“This morning on planet Earth, there are 1,686 enhanced, gifted, or otherwise superpowered persons. 678 use their powers to fight crime, while 441 use their powers to commit them. 44 are currently confined in Special Containment Facilities for enhanced criminals. Of these last, it is interesting to note that an unusually high proportion have IQs of 300 or more -- eighteen to be exact. Including me. You really have to wonder why we all end up in jail.”

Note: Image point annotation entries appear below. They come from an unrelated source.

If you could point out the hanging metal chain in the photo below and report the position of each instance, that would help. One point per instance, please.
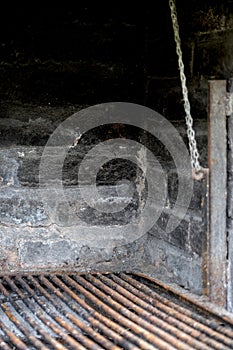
(189, 120)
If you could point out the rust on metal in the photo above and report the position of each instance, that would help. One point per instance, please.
(110, 311)
(217, 163)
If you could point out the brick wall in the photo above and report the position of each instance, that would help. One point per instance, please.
(55, 62)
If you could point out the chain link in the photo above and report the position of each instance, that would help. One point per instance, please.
(189, 120)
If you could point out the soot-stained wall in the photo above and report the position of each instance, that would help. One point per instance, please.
(57, 61)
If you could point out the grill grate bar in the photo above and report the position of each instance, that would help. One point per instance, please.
(176, 319)
(211, 327)
(171, 334)
(38, 314)
(89, 344)
(105, 311)
(162, 319)
(127, 318)
(104, 322)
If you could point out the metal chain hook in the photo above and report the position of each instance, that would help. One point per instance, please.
(189, 120)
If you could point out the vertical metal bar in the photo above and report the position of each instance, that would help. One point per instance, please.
(206, 231)
(217, 149)
(230, 194)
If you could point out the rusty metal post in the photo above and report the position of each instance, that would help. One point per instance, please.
(230, 193)
(217, 151)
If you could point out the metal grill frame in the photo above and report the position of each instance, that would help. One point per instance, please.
(108, 311)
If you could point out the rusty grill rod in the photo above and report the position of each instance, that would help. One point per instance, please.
(89, 344)
(202, 323)
(171, 324)
(113, 325)
(104, 311)
(123, 315)
(96, 318)
(146, 315)
(178, 319)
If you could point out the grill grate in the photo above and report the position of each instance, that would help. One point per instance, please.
(105, 311)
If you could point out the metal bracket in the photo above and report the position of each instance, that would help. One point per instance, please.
(229, 103)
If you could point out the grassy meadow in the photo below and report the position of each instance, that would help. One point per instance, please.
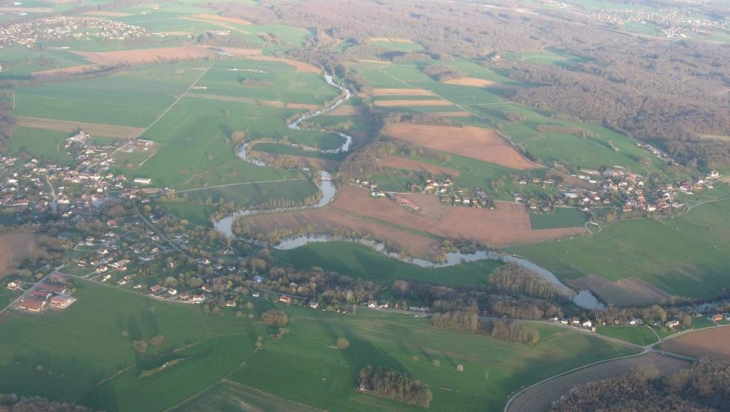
(684, 256)
(362, 262)
(47, 359)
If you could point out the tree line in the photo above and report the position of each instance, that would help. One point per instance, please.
(392, 384)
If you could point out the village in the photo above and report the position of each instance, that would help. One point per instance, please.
(65, 28)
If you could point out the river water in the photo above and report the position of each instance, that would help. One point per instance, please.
(583, 298)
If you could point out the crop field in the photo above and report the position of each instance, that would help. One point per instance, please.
(711, 343)
(132, 98)
(416, 234)
(540, 397)
(562, 217)
(302, 367)
(230, 395)
(196, 150)
(40, 144)
(684, 256)
(53, 341)
(266, 80)
(640, 335)
(472, 142)
(44, 358)
(362, 262)
(624, 292)
(256, 193)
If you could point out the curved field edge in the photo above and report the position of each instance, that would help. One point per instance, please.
(685, 256)
(539, 397)
(300, 367)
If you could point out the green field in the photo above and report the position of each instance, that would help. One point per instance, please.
(562, 217)
(685, 256)
(82, 355)
(232, 396)
(362, 262)
(640, 335)
(44, 145)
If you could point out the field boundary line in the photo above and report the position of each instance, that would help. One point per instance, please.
(239, 184)
(522, 391)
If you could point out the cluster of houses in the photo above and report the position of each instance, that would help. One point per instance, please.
(61, 28)
(49, 293)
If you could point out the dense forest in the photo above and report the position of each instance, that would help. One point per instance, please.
(395, 385)
(665, 92)
(14, 403)
(705, 386)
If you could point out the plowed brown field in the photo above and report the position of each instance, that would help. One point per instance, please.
(473, 142)
(417, 234)
(711, 343)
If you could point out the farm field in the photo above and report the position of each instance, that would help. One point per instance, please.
(416, 234)
(472, 142)
(229, 395)
(684, 256)
(640, 335)
(302, 368)
(710, 343)
(562, 217)
(362, 262)
(541, 396)
(212, 348)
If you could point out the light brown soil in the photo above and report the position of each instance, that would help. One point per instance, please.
(540, 397)
(138, 56)
(248, 100)
(626, 292)
(399, 103)
(303, 162)
(222, 18)
(300, 66)
(15, 247)
(66, 70)
(107, 13)
(415, 233)
(26, 10)
(400, 92)
(94, 129)
(472, 142)
(347, 110)
(470, 81)
(451, 114)
(396, 162)
(712, 343)
(390, 40)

“Your powers are what you always have with you. It’s one piece of knowledge we all share here. No matter how many dossiers the government keeps on you, no matter what data your enemies have collected, no one knows your powers the way you do. Everyone has seen them on TV. For everyone else, it’s a momentary fantasy. They don’t have to take them into the kitchen, the bathroom, and the bedroom. Or wake up in the night in flames, or sweep up shattered glass in their apartment, or show up late for work with a black eye. No one else knows where they itch or bruise you, or has tried the things you’ve tried with them when you were bored or desperate. No one else falls asleep with them and finds them still there in the morning, a dream that won’t disperse upon waking.”
“If you haven't been this close to superhumans, you don't understand what it's like to fight them. Even when you've got powers yourself, the predominent impression is one of shock. The forces moving around you are out of human scale, and your nervous system doesn't know how to deal with it. It's like being in a car accident, over and over again. You never feel the pain until later.”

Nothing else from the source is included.